In an effort to torpedo the council bill, the LPC has taken aggressive action to clear its backlog and neutralize the issue. Last month, it wrapped up a series of hearings in which it considered properties and allowed stakeholders to testify. It has given itself until December 2016 to make final decisions.
In the beginning
In the early 1970s, Rockrose Development Corp. bought James McCreery & Co. department store at 67 East 11th Street. The acquisition transformed Rockrose’s profile and helped start a trend that recast the neighborhood.
The cast-iron building had been on the LPC’s calendar since 1966 and was fire damaged by the time the firm — then run by brothers Henry, Thomas and Frederick Elghanayan — stepped in.
The conventional wisdom of the time was to tear it down and replace it with a modern high-rise, but the Elghanayans were young, receptive to community protests and appreciative of the five-story building’s beauty, Henry Elghanayan told The Real Deal. Working with preservationists at the LPC, the firm converted it into a rental building.
Nevertheless, Rockrose quietly opposed landmark designation, said Elghanayan, who now heads Rockrose with his son Justin. (His brothers split off and run TF Cornerstone.)
“It puts constraints on you … slows down the process, even if you have a cordial relationship” with Landmarks officials, Elghanayan said. “We showed them the plans of what we were going to do, and then we did what we said we would do.”
When it became obvious that the renovated building, whose units with Corinthian columns running through the middle of living spaces were particularly popular, was no longer in jeopardy, the agency let the issue of landmarking drop, Elghanayan said. But it remained on Landmarks’ calendar. The Elghanayans no longer own the building, which was eventually converted into a co-op.
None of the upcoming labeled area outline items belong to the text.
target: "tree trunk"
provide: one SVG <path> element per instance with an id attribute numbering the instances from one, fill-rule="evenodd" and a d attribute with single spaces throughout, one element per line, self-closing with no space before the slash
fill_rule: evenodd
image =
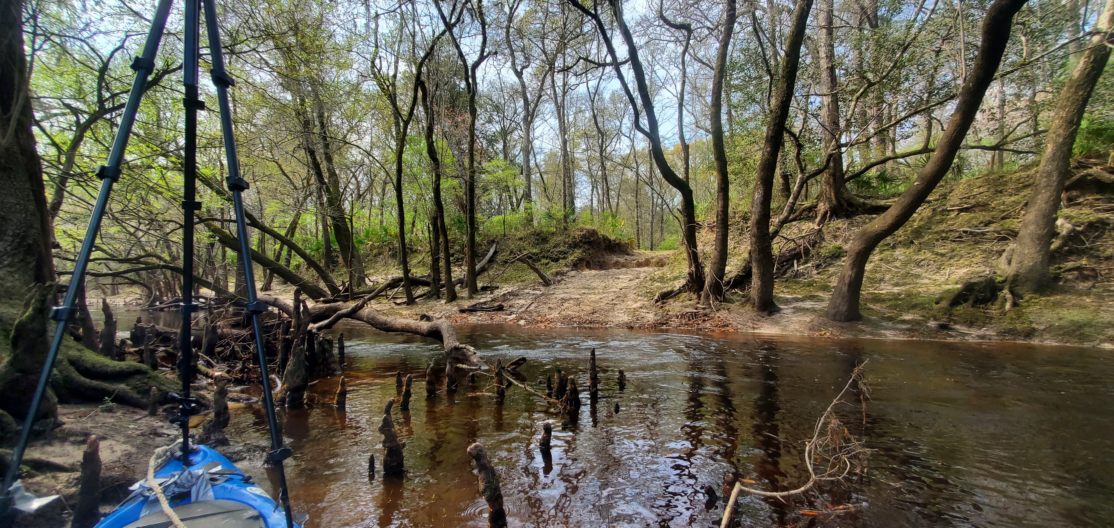
<path id="1" fill-rule="evenodd" d="M 457 286 L 452 283 L 452 261 L 449 258 L 449 229 L 444 224 L 444 202 L 441 199 L 441 158 L 437 154 L 437 141 L 433 135 L 433 102 L 429 97 L 429 88 L 426 82 L 418 85 L 421 90 L 422 108 L 426 109 L 426 154 L 429 163 L 433 166 L 433 209 L 437 225 L 436 236 L 441 238 L 441 262 L 444 265 L 444 302 L 451 303 L 457 300 Z"/>
<path id="2" fill-rule="evenodd" d="M 773 246 L 770 236 L 770 199 L 773 194 L 773 177 L 778 172 L 778 156 L 781 154 L 785 134 L 785 119 L 793 102 L 797 72 L 801 62 L 801 45 L 812 10 L 811 0 L 801 0 L 793 9 L 793 25 L 785 41 L 785 53 L 778 78 L 778 92 L 770 107 L 762 155 L 759 157 L 754 180 L 754 196 L 751 198 L 751 305 L 758 312 L 769 312 L 778 306 L 773 302 Z"/>
<path id="3" fill-rule="evenodd" d="M 336 174 L 336 166 L 333 164 L 332 138 L 329 134 L 329 123 L 325 119 L 325 107 L 320 97 L 314 96 L 314 110 L 317 115 L 317 136 L 321 138 L 321 151 L 325 159 L 325 174 L 328 179 L 320 179 L 325 195 L 325 207 L 329 214 L 332 235 L 336 238 L 336 248 L 340 250 L 341 260 L 344 267 L 351 274 L 349 287 L 354 291 L 367 284 L 364 277 L 363 257 L 360 256 L 360 248 L 355 246 L 352 237 L 352 229 L 349 228 L 348 218 L 344 215 L 344 197 L 341 195 L 341 179 Z"/>
<path id="4" fill-rule="evenodd" d="M 1079 130 L 1091 92 L 1111 55 L 1110 42 L 1114 38 L 1106 32 L 1112 22 L 1114 0 L 1106 0 L 1088 49 L 1079 58 L 1056 102 L 1056 111 L 1045 137 L 1044 156 L 1033 184 L 1033 195 L 1025 208 L 1025 217 L 1009 263 L 1009 287 L 1014 295 L 1040 292 L 1052 282 L 1048 260 L 1052 256 L 1049 245 L 1056 232 L 1056 213 L 1064 183 L 1071 175 L 1075 135 Z"/>
<path id="5" fill-rule="evenodd" d="M 712 157 L 715 158 L 715 243 L 712 262 L 709 264 L 707 282 L 704 283 L 703 304 L 723 300 L 723 276 L 727 272 L 727 207 L 730 195 L 727 179 L 727 149 L 723 141 L 723 80 L 727 71 L 727 53 L 731 51 L 731 33 L 735 31 L 735 0 L 727 0 L 720 38 L 720 52 L 715 58 L 715 75 L 712 78 Z M 788 108 L 786 108 L 788 115 Z M 687 145 L 684 146 L 687 154 Z M 687 157 L 687 156 L 686 156 Z M 776 160 L 776 158 L 774 158 Z M 687 164 L 686 164 L 687 165 Z M 686 170 L 687 172 L 687 170 Z M 685 180 L 688 175 L 685 174 Z M 771 184 L 772 185 L 772 184 Z"/>
<path id="6" fill-rule="evenodd" d="M 55 280 L 53 234 L 31 131 L 23 2 L 0 2 L 0 324 L 11 329 L 31 284 Z"/>
<path id="7" fill-rule="evenodd" d="M 836 153 L 820 176 L 818 219 L 847 216 L 851 196 L 843 182 L 843 155 L 840 151 L 839 81 L 836 77 L 834 0 L 821 0 L 820 26 L 820 139 L 824 154 Z"/>
<path id="8" fill-rule="evenodd" d="M 693 190 L 692 187 L 688 186 L 688 183 L 681 179 L 681 177 L 677 176 L 677 173 L 673 170 L 673 167 L 670 166 L 670 163 L 665 157 L 665 151 L 662 149 L 662 136 L 657 126 L 657 113 L 654 109 L 654 98 L 649 90 L 649 82 L 646 80 L 646 69 L 638 56 L 638 47 L 635 43 L 634 33 L 631 32 L 631 28 L 627 27 L 626 20 L 623 18 L 620 2 L 612 2 L 610 9 L 629 55 L 628 60 L 631 62 L 631 70 L 634 72 L 638 99 L 642 101 L 642 111 L 646 115 L 645 127 L 643 127 L 639 121 L 637 111 L 638 104 L 635 100 L 634 92 L 631 91 L 629 85 L 627 85 L 626 77 L 624 76 L 623 69 L 619 65 L 618 53 L 615 51 L 615 45 L 612 42 L 607 26 L 597 12 L 584 7 L 579 1 L 574 0 L 571 3 L 577 10 L 589 17 L 595 22 L 596 30 L 599 33 L 600 39 L 604 41 L 604 46 L 607 48 L 607 53 L 612 59 L 619 85 L 623 87 L 623 91 L 631 104 L 631 108 L 635 110 L 634 127 L 639 134 L 649 140 L 651 155 L 654 159 L 654 164 L 657 165 L 657 169 L 662 174 L 662 178 L 664 178 L 665 182 L 673 188 L 677 189 L 677 193 L 681 195 L 681 233 L 682 239 L 684 241 L 685 258 L 688 263 L 688 276 L 685 281 L 685 289 L 692 293 L 697 293 L 704 285 L 704 268 L 701 265 L 700 253 L 697 252 L 696 245 L 696 204 L 693 199 Z"/>
<path id="9" fill-rule="evenodd" d="M 990 81 L 998 70 L 998 65 L 1001 62 L 1006 42 L 1009 40 L 1014 14 L 1024 6 L 1024 0 L 995 0 L 987 10 L 983 21 L 983 42 L 979 46 L 978 56 L 975 57 L 975 63 L 959 90 L 956 109 L 951 114 L 947 129 L 936 145 L 936 151 L 917 175 L 913 184 L 898 197 L 897 203 L 873 222 L 867 224 L 851 239 L 847 260 L 843 262 L 843 271 L 840 273 L 836 290 L 828 303 L 828 319 L 854 321 L 862 317 L 859 312 L 859 295 L 871 252 L 887 236 L 892 235 L 909 221 L 951 168 L 956 153 L 962 146 L 967 130 L 978 115 L 987 87 L 990 86 Z"/>

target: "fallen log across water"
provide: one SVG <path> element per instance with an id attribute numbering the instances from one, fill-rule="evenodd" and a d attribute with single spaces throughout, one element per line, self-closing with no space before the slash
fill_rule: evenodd
<path id="1" fill-rule="evenodd" d="M 260 295 L 260 301 L 274 306 L 280 312 L 290 317 L 294 317 L 294 304 L 285 299 L 275 295 Z M 414 321 L 412 319 L 395 317 L 385 315 L 378 310 L 367 306 L 367 301 L 349 305 L 346 303 L 306 304 L 302 314 L 311 323 L 325 322 L 328 324 L 314 324 L 312 330 L 321 332 L 336 324 L 341 319 L 351 319 L 371 325 L 375 330 L 383 332 L 397 332 L 420 335 L 422 338 L 434 339 L 441 342 L 446 356 L 455 363 L 471 368 L 479 368 L 483 363 L 476 349 L 461 344 L 457 338 L 457 329 L 446 319 L 434 319 L 432 321 Z M 361 306 L 363 304 L 363 306 Z M 356 310 L 359 307 L 359 310 Z M 338 315 L 333 317 L 334 315 Z"/>

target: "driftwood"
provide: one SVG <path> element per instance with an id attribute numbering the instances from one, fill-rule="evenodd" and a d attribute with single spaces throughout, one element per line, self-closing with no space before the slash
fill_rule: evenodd
<path id="1" fill-rule="evenodd" d="M 387 401 L 383 409 L 383 421 L 379 426 L 379 433 L 383 436 L 383 475 L 401 473 L 403 470 L 402 444 L 399 437 L 394 434 L 394 420 L 391 420 L 391 407 L 394 399 Z"/>
<path id="2" fill-rule="evenodd" d="M 90 436 L 81 453 L 81 481 L 70 528 L 92 528 L 100 521 L 100 440 Z"/>
<path id="3" fill-rule="evenodd" d="M 499 476 L 491 467 L 491 461 L 478 442 L 468 447 L 468 454 L 479 470 L 480 495 L 488 503 L 488 528 L 506 528 L 507 512 L 502 508 L 502 490 L 499 487 Z"/>
<path id="4" fill-rule="evenodd" d="M 460 313 L 468 313 L 468 312 L 502 312 L 504 307 L 505 306 L 502 304 L 496 304 L 496 305 L 492 306 L 492 305 L 486 305 L 483 303 L 476 303 L 476 304 L 471 304 L 471 305 L 468 305 L 468 306 L 465 306 L 465 307 L 457 309 L 457 311 L 460 312 Z"/>
<path id="5" fill-rule="evenodd" d="M 858 392 L 860 398 L 869 398 L 869 389 L 863 378 L 863 361 L 851 372 L 851 379 L 843 385 L 843 390 L 832 400 L 823 414 L 817 419 L 817 424 L 812 431 L 812 438 L 804 442 L 804 452 L 801 458 L 804 467 L 809 471 L 809 480 L 797 489 L 788 491 L 763 491 L 743 486 L 741 480 L 736 480 L 731 490 L 731 498 L 723 511 L 721 528 L 729 528 L 735 509 L 735 502 L 741 492 L 755 495 L 768 499 L 781 499 L 801 495 L 815 487 L 819 482 L 843 480 L 852 472 L 863 471 L 863 467 L 870 451 L 864 449 L 858 440 L 848 432 L 839 418 L 836 417 L 836 405 L 843 402 L 843 397 L 850 392 Z M 863 403 L 866 405 L 866 403 Z M 866 407 L 863 407 L 866 413 Z M 866 414 L 863 414 L 866 419 Z"/>
<path id="6" fill-rule="evenodd" d="M 540 267 L 538 267 L 536 264 L 534 264 L 532 262 L 530 262 L 530 260 L 527 258 L 526 253 L 522 253 L 521 255 L 516 256 L 510 262 L 515 262 L 515 261 L 519 261 L 522 264 L 526 264 L 530 270 L 534 271 L 534 273 L 537 273 L 538 274 L 538 278 L 541 280 L 541 284 L 545 284 L 547 286 L 551 286 L 553 285 L 553 283 L 554 283 L 553 278 L 549 278 L 549 275 L 546 275 L 546 272 L 541 271 Z M 508 262 L 507 264 L 510 264 L 510 262 Z"/>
The City Council’s scrutiny has prompted LPC to race to process the backlog.
The LPC’s goal is to show the council, which has final say on landmark designations, that further regulation is unnecessary. The bill — which is being sponsored by Queens Councilman Peter Koo and Brooklyn Councilman David Greenfield, who chairs the powerful Land Use Committee — would require the LPC to take action on the 95 backlogged sites within 18 months and to make decisions on newly proposed landmarks within a year of being calendared. (The commission would get two years to make decisions about historic districts, which typically include multiple blocks and a number of buildings.)
The bill also includes a controversial moratorium that would block the LPC from changing its mind for five years if it opts to pass on designating a building.
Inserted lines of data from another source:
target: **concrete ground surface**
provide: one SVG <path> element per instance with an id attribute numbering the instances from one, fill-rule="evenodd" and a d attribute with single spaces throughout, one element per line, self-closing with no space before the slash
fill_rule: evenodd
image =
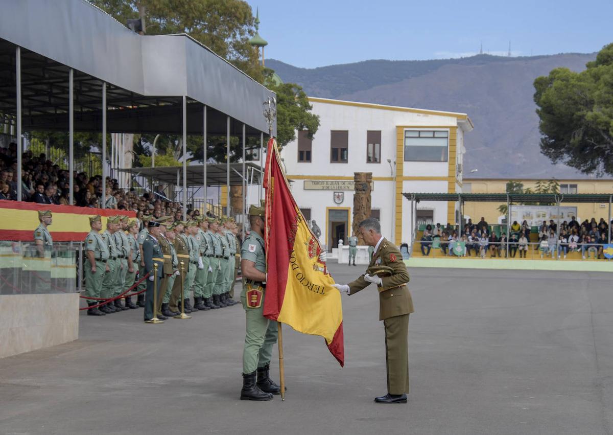
<path id="1" fill-rule="evenodd" d="M 364 271 L 330 267 L 340 283 Z M 238 400 L 240 305 L 159 325 L 82 312 L 80 340 L 0 360 L 0 434 L 613 433 L 611 275 L 409 273 L 408 404 L 373 402 L 386 385 L 373 287 L 343 298 L 343 369 L 284 328 L 285 402 Z"/>

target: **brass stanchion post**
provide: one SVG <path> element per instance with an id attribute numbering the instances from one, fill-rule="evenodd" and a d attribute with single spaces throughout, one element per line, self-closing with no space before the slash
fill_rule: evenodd
<path id="1" fill-rule="evenodd" d="M 175 318 L 191 318 L 191 316 L 188 316 L 185 314 L 185 296 L 183 295 L 183 286 L 185 284 L 185 281 L 183 279 L 183 277 L 185 276 L 183 273 L 185 268 L 185 265 L 181 261 L 179 266 L 179 270 L 181 271 L 181 314 L 175 316 Z"/>
<path id="2" fill-rule="evenodd" d="M 147 323 L 163 323 L 158 318 L 158 263 L 153 263 L 153 318 L 145 321 Z"/>

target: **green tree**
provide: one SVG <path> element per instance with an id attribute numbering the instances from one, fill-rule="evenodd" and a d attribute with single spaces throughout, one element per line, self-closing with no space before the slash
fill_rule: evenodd
<path id="1" fill-rule="evenodd" d="M 585 174 L 613 175 L 613 44 L 587 67 L 535 80 L 541 152 Z"/>

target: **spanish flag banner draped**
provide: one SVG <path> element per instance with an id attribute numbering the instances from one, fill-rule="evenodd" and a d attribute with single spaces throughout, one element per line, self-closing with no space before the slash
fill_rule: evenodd
<path id="1" fill-rule="evenodd" d="M 340 293 L 319 261 L 319 242 L 296 205 L 280 160 L 276 141 L 271 138 L 264 174 L 268 281 L 264 315 L 303 334 L 321 336 L 343 366 Z"/>

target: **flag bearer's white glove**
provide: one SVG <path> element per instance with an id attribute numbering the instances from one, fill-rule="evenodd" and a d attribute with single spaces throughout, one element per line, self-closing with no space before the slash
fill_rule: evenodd
<path id="1" fill-rule="evenodd" d="M 338 288 L 341 294 L 347 293 L 349 294 L 349 286 L 346 284 L 332 284 L 332 287 Z"/>
<path id="2" fill-rule="evenodd" d="M 381 278 L 378 277 L 376 275 L 368 275 L 366 274 L 364 275 L 364 279 L 368 282 L 371 282 L 373 284 L 376 284 L 377 285 L 381 285 L 383 280 Z"/>

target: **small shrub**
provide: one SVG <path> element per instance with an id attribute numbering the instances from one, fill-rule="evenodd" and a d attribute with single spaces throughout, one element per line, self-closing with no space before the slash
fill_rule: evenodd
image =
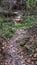
<path id="1" fill-rule="evenodd" d="M 12 33 L 15 33 L 15 28 L 12 28 L 12 29 L 11 29 L 11 32 L 12 32 Z"/>
<path id="2" fill-rule="evenodd" d="M 10 31 L 7 31 L 7 32 L 5 33 L 5 35 L 6 35 L 6 37 L 11 36 L 11 32 L 10 32 Z"/>
<path id="3" fill-rule="evenodd" d="M 2 35 L 2 32 L 3 32 L 2 29 L 0 29 L 0 36 Z"/>
<path id="4" fill-rule="evenodd" d="M 2 17 L 0 17 L 0 24 L 2 24 L 2 22 L 3 22 L 3 18 L 2 18 Z"/>
<path id="5" fill-rule="evenodd" d="M 24 37 L 23 39 L 22 39 L 22 41 L 20 42 L 20 46 L 24 46 L 27 42 L 28 42 L 28 40 L 29 40 L 29 37 Z"/>
<path id="6" fill-rule="evenodd" d="M 29 45 L 29 46 L 26 46 L 27 50 L 32 52 L 34 49 L 35 49 L 35 46 L 34 45 Z"/>
<path id="7" fill-rule="evenodd" d="M 3 29 L 7 30 L 9 28 L 9 25 L 8 25 L 8 23 L 3 23 L 2 27 L 3 27 Z"/>

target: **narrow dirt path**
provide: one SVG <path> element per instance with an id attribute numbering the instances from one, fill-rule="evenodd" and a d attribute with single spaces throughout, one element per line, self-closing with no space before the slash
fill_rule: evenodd
<path id="1" fill-rule="evenodd" d="M 17 48 L 19 44 L 19 40 L 27 34 L 27 30 L 18 29 L 13 38 L 10 39 L 9 44 L 7 45 L 7 60 L 9 65 L 25 65 L 23 61 L 21 61 L 23 56 L 19 56 L 19 49 Z"/>

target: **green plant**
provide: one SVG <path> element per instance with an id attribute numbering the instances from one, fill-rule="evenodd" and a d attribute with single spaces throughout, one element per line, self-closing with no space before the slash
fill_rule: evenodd
<path id="1" fill-rule="evenodd" d="M 2 27 L 3 27 L 3 29 L 7 30 L 9 28 L 9 25 L 8 25 L 8 23 L 3 23 Z"/>
<path id="2" fill-rule="evenodd" d="M 2 35 L 2 32 L 3 32 L 2 29 L 0 29 L 0 36 Z"/>
<path id="3" fill-rule="evenodd" d="M 2 18 L 2 17 L 0 17 L 0 25 L 2 24 L 2 22 L 3 22 L 3 18 Z"/>
<path id="4" fill-rule="evenodd" d="M 22 41 L 20 42 L 20 46 L 24 46 L 29 40 L 29 37 L 25 36 Z"/>
<path id="5" fill-rule="evenodd" d="M 26 48 L 28 51 L 32 52 L 35 49 L 35 46 L 34 45 L 27 45 Z"/>
<path id="6" fill-rule="evenodd" d="M 12 33 L 15 33 L 15 28 L 12 28 L 12 29 L 11 29 L 11 32 L 12 32 Z"/>
<path id="7" fill-rule="evenodd" d="M 6 37 L 11 36 L 11 32 L 10 32 L 10 31 L 7 31 L 7 32 L 5 33 L 5 35 L 6 35 Z"/>

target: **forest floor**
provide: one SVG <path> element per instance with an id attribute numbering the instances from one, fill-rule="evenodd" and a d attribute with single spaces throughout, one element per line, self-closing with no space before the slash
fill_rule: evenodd
<path id="1" fill-rule="evenodd" d="M 18 28 L 13 37 L 3 41 L 3 46 L 6 54 L 0 54 L 1 65 L 37 65 L 37 26 Z"/>

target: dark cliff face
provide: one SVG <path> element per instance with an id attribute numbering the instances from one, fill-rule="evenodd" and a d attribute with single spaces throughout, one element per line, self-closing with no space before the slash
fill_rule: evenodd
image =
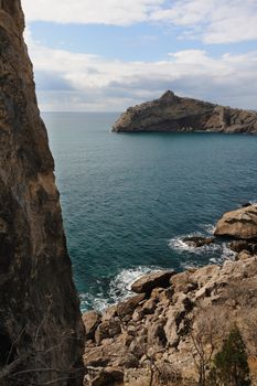
<path id="1" fill-rule="evenodd" d="M 0 384 L 81 385 L 84 330 L 23 28 L 20 0 L 0 0 Z"/>
<path id="2" fill-rule="evenodd" d="M 213 131 L 257 133 L 257 114 L 181 98 L 168 90 L 159 99 L 128 108 L 113 131 Z"/>

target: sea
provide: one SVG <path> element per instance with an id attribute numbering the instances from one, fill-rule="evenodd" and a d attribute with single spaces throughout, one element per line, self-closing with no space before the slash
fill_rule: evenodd
<path id="1" fill-rule="evenodd" d="M 257 136 L 113 133 L 117 112 L 44 112 L 82 311 L 130 296 L 159 269 L 234 258 L 210 236 L 222 214 L 257 201 Z"/>

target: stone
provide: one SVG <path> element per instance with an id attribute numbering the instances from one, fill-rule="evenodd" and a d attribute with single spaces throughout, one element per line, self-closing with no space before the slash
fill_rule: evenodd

Under current law, once the LPC passes, its owners can do whatever they want, but the agency can also reconsider its decision. Critics of the moratorium argue it would give owners a perverse incentive to tear down buildings within that five-year span, to prevent the possibility of the agency circling back to the property and landmarking it.
Last month, the bill remained in committee and was “in the process of being amended,” possibly to include a shorter moratorium, a person familiar with the legislative process told TRD.
Meanwhile, the Real Estate Board of New York; the Roman Catholic Archdiocese of New York, which owns a number of backlogged properties; and construction unions are pushing to get it green-lighted.
In April, REBNY President John Banks argued that those opposed to the construction of tall, modern buildings are using the Landmarks law to circumvent “the more thorough and comprehensive zoning process.”
In a column, published on REBNY’s website, Banks referred to landmarking entire districts as “encasing large portions of our dynamic city in amber” and called for “more predictability and transparency in the landmarking process.”